Reviewed by DAVID VINEYARD:         


BECAUSE OF THE CATS. Fons Rademakers Production Amsterdam, 1973. International Coproductions, US, 1974 (dubbed). Bryan Marshall, Alexandra Stewart, Edward Judd, Anthony Allen, Sylvia Kristel, George Baker. Screenplay: Hugo Claus, based on the novel by Nicholas Freeling. Directed by Fons Rademaker.

   If I ever knew this film existed I had forgotten it until I found it on YouTube.

   By any standards this is an odd film. On one hand it is virtually hard core with graphic scenes of male and female full frontal nudity, brutal rape, and one really strange murder; on the other it is a well done and faithful adaptation of the second novel in Nicholas Freeling’s Inspector Piet Van der Valk series.

   I can honestly say I’ve seen nothing like it.

   I’ll go farther in that I don’t think anything really like it came along until the 1990s and Basic Instinct.

   A group of well to do bored youths have formed a club and a sadistic, sociopathic, and hypnotic nilhist has turned them from a group of juvenile delinquents into a Manson like cult. When they break into the home of a well do to middle age couple (shades of A Clockwork Orange, which is nowhere near as graphic or disturbing) they smash the home up and when the couple surprise them, force the husband (and us — in flashback as the wife tells what happened to Van der Valk —Bryan Marshall) to watch her being gang-raped.

   This is an extremely violent rape scene, more like something you might expect in one of Jess Franco’s later films than a detective story. The exploitative and voyeuristic aspects of the crime are blatant and it is obvious the director is having it both ways, both a depiction of a brutal crime and an uncomfortable glimpse at our own voyeuristic impulses collectively and individually. Those of you familiar with Italian giallo films of this era may be surprised how far beyond that this goes. I’m not sure I have seen anything like it in a mainstream film of this era, even some with a reputation for shock.

   Van der Valk is called in and begins to investigate doggedly.

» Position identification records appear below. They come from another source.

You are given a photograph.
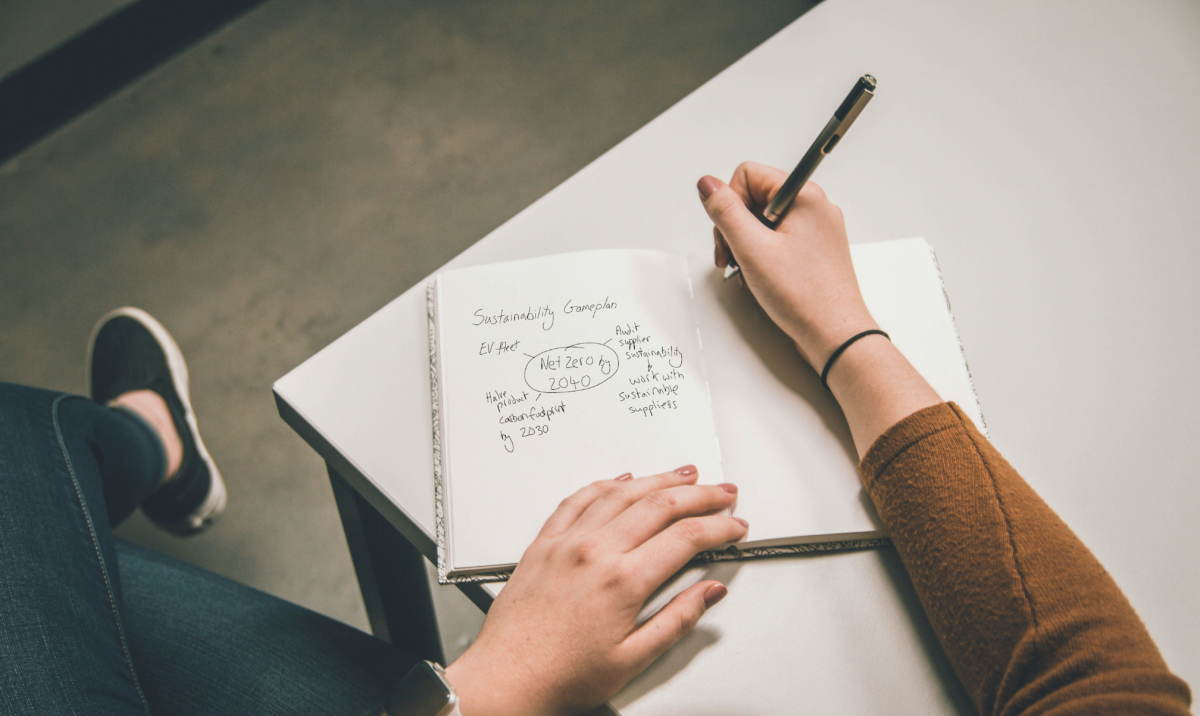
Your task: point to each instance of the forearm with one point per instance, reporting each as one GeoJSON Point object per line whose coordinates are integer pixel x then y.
{"type": "Point", "coordinates": [1026, 614]}
{"type": "Point", "coordinates": [875, 385]}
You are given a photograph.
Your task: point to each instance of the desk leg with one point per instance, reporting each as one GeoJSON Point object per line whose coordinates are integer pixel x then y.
{"type": "Point", "coordinates": [391, 576]}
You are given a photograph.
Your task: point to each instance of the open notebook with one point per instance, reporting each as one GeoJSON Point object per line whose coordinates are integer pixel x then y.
{"type": "Point", "coordinates": [555, 372]}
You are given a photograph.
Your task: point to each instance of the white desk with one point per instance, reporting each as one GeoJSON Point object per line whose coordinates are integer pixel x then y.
{"type": "Point", "coordinates": [1050, 154]}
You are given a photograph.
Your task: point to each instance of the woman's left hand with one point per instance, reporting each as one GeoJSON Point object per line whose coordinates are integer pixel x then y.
{"type": "Point", "coordinates": [562, 637]}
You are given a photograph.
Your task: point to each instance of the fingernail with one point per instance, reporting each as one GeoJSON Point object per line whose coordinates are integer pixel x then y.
{"type": "Point", "coordinates": [714, 594]}
{"type": "Point", "coordinates": [707, 185]}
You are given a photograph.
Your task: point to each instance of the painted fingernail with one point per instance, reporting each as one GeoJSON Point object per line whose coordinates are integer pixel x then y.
{"type": "Point", "coordinates": [714, 594]}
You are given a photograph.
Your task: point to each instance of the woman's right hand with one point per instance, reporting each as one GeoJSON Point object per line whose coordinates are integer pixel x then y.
{"type": "Point", "coordinates": [801, 272]}
{"type": "Point", "coordinates": [803, 277]}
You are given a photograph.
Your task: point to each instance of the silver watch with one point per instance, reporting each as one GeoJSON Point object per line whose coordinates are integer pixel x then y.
{"type": "Point", "coordinates": [424, 691]}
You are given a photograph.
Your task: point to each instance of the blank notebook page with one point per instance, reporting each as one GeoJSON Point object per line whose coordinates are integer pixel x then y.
{"type": "Point", "coordinates": [784, 439]}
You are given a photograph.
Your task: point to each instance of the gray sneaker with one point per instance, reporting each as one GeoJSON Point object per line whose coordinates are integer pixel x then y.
{"type": "Point", "coordinates": [131, 350]}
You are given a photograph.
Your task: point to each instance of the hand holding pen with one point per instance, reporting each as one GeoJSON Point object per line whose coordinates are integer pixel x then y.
{"type": "Point", "coordinates": [834, 130]}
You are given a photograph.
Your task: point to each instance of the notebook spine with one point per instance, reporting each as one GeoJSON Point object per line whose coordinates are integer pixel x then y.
{"type": "Point", "coordinates": [958, 338]}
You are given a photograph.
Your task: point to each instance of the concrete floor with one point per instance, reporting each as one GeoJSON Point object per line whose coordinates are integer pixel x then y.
{"type": "Point", "coordinates": [276, 184]}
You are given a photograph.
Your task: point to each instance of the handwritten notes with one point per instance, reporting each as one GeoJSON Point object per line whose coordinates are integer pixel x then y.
{"type": "Point", "coordinates": [557, 372]}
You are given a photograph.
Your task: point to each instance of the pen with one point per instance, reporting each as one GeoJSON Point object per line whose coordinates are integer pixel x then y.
{"type": "Point", "coordinates": [828, 138]}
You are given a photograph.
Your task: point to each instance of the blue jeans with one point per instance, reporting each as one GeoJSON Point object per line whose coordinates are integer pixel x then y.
{"type": "Point", "coordinates": [94, 625]}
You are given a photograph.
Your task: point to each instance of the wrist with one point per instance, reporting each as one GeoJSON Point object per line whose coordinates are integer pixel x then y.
{"type": "Point", "coordinates": [876, 387]}
{"type": "Point", "coordinates": [819, 344]}
{"type": "Point", "coordinates": [484, 691]}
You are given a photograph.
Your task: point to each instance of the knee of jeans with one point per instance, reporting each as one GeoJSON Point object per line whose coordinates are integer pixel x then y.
{"type": "Point", "coordinates": [21, 407]}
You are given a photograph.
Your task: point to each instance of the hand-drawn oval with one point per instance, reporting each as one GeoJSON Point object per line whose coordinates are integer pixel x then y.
{"type": "Point", "coordinates": [571, 368]}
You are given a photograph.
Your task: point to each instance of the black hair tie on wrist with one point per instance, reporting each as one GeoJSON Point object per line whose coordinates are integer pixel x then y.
{"type": "Point", "coordinates": [841, 349]}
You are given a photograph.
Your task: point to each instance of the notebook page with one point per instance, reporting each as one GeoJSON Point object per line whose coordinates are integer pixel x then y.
{"type": "Point", "coordinates": [784, 439]}
{"type": "Point", "coordinates": [557, 372]}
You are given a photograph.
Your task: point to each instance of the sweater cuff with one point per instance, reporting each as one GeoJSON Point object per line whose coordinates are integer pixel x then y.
{"type": "Point", "coordinates": [906, 433]}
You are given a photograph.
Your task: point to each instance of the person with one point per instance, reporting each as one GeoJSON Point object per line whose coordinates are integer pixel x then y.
{"type": "Point", "coordinates": [1030, 620]}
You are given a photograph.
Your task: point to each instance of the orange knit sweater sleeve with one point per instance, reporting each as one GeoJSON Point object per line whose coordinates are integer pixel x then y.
{"type": "Point", "coordinates": [1030, 620]}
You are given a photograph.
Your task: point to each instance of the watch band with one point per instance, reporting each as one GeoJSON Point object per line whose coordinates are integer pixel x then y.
{"type": "Point", "coordinates": [424, 691]}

You might expect the sex aspect to take a back seat then, but during the investigation Van der Valk meets a woman from his past (Alexandra Stewart) and they have graphic full frontal nudity sex albeit as a key element of the plot. Much as he is in the novels, Van der Valk is portrayed warts and all.

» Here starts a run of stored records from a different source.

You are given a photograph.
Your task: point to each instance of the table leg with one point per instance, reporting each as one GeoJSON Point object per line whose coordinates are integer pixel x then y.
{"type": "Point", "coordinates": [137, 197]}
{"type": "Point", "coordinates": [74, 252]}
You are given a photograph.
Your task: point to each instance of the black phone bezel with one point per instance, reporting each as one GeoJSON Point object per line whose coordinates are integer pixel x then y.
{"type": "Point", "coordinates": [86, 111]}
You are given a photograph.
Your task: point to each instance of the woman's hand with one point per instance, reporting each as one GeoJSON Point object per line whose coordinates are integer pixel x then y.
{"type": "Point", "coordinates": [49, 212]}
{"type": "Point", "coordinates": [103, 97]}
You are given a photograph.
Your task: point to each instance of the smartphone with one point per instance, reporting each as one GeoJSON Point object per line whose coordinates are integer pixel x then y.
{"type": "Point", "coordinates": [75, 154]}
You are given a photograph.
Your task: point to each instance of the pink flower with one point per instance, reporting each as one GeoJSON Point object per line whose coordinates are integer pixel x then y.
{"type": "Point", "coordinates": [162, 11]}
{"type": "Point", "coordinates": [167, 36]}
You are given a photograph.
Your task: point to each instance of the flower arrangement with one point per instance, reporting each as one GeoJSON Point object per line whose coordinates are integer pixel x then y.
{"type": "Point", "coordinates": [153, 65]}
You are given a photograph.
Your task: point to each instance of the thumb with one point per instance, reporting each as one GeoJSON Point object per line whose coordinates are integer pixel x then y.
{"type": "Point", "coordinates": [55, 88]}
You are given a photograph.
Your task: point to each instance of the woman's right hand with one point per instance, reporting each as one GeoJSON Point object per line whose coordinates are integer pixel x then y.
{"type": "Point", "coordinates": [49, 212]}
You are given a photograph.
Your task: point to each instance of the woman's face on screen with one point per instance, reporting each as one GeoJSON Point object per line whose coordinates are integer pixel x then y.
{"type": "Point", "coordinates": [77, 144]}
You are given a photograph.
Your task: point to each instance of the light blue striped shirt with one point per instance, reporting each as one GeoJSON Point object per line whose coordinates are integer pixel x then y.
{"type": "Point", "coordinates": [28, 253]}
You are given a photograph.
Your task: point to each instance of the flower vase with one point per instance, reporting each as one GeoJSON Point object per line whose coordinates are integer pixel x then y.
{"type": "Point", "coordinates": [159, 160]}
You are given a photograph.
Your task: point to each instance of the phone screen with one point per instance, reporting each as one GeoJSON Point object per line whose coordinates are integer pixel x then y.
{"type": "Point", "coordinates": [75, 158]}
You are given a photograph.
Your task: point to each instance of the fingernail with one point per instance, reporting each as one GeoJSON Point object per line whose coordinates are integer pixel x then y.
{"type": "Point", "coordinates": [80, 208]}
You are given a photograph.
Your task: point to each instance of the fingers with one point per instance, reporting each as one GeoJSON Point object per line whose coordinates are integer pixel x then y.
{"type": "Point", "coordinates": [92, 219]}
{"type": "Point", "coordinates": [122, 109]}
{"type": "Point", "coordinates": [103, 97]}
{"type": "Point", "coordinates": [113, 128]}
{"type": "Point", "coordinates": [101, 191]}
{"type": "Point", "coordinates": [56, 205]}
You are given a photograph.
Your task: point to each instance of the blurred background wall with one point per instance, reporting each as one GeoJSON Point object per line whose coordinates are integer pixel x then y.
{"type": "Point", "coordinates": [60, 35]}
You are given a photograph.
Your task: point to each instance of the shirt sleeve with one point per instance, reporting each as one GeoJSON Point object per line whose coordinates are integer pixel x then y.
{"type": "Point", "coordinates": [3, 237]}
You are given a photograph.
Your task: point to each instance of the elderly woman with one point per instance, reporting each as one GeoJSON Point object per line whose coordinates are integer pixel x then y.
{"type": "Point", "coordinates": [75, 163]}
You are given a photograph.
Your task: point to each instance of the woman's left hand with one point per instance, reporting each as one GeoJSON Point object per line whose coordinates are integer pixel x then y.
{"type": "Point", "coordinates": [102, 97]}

   Later, one of the girls caught up in the plot, Sylvia Kristel, recounts another graphic murder of a young man replete with full nudity, sex, and a truly disturbing scene when all the girls, all nude, drown him while he is making love to Kristel. Prior to that a ritual held by the cult with a dead cat is truly uncomfortable to watch.

   Eventually Van der Valk tracks down the hypnotic sociopath behind it all Eric Mierle (Anthony Allen), is nearly killed by him, and when his old flame kills Mierle saving him, Van der Valk stages it to look like he did the shooting in the true high-handed tradition of great detectives everywhere.

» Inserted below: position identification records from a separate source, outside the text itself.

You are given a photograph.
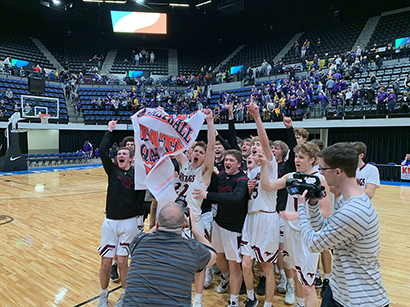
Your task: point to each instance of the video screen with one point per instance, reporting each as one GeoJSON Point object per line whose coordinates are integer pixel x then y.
{"type": "Point", "coordinates": [139, 22]}
{"type": "Point", "coordinates": [401, 41]}
{"type": "Point", "coordinates": [236, 69]}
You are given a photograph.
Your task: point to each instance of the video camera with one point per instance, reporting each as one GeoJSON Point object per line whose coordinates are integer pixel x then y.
{"type": "Point", "coordinates": [298, 184]}
{"type": "Point", "coordinates": [181, 201]}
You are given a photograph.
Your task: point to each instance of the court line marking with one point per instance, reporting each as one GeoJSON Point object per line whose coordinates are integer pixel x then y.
{"type": "Point", "coordinates": [95, 297]}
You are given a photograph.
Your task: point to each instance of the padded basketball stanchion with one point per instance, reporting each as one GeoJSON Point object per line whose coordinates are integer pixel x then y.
{"type": "Point", "coordinates": [44, 118]}
{"type": "Point", "coordinates": [13, 160]}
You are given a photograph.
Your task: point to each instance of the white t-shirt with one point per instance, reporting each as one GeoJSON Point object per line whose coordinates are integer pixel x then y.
{"type": "Point", "coordinates": [261, 200]}
{"type": "Point", "coordinates": [189, 179]}
{"type": "Point", "coordinates": [367, 174]}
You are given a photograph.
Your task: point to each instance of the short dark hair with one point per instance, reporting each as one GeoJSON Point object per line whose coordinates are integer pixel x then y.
{"type": "Point", "coordinates": [343, 156]}
{"type": "Point", "coordinates": [360, 147]}
{"type": "Point", "coordinates": [126, 148]}
{"type": "Point", "coordinates": [319, 143]}
{"type": "Point", "coordinates": [302, 132]}
{"type": "Point", "coordinates": [235, 153]}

   This is actually a good seventies detective film with Marshall well cast as Van der Valk (played by Barry Foster on television), and somewhat mindful of Freeling’s description in the book — albeit better looking. Almost everything from the book is here and accurate including Van der Valk’s French wife, Arlette, though she plays no real role other than someone to cheat on.

   Even the graphic sexual content is true to the novel, though in the book it is revealed in Van der Valk’s Maigret-like interviews with victims and suspects. Presenting it this graphically in flashback rather than dialogue changes more than you might expect, and I’m not sure if the salacious and voyeuristic feel of the film is accidental because of that or deliberate.

   Filmed in the flat seventies style matter-of-factly, though stylishly, with the rich colors of the era predominant in clothes and backgrounds (during the night swim drowning scene the water is startlingly blue and clear the nubile bodies a stark contrast to the horror of their crime), and a few psychedelic touch, it’s very much of its era, yet much more blatantly sexual than even many films meant to shock audiences in that era.

   It’s almost as if they had taken one of those German, French, or Italian soft porn films of the era that used to show up late on Showtime and injected an actual detective story into it. It’s a bit wrenching if you don’t know what’s coming as if they didn’t want the audience to know quite how to react to it. It must have been truly uncomfortable to watch in a theater. I mentioned Franco, but it could also have been made by Jean Rollin, Tinto Brass, or other of the era’s more exploitative directors.

   This is a well made and well told adaptation of Freeling’s novel, and it captures some of the qualities of his work and aspects of the novel I would have thought couldn’t be filmed. Marshall has a great face that certainly reflects his odd moments of reflection, anger, disgust, and pity. Still it is one of those films that always seems to be on the verge of saying something important and never quite gets it out.

   But if nudity, graphic brutal sex, and feigned rape disturb you skip this one.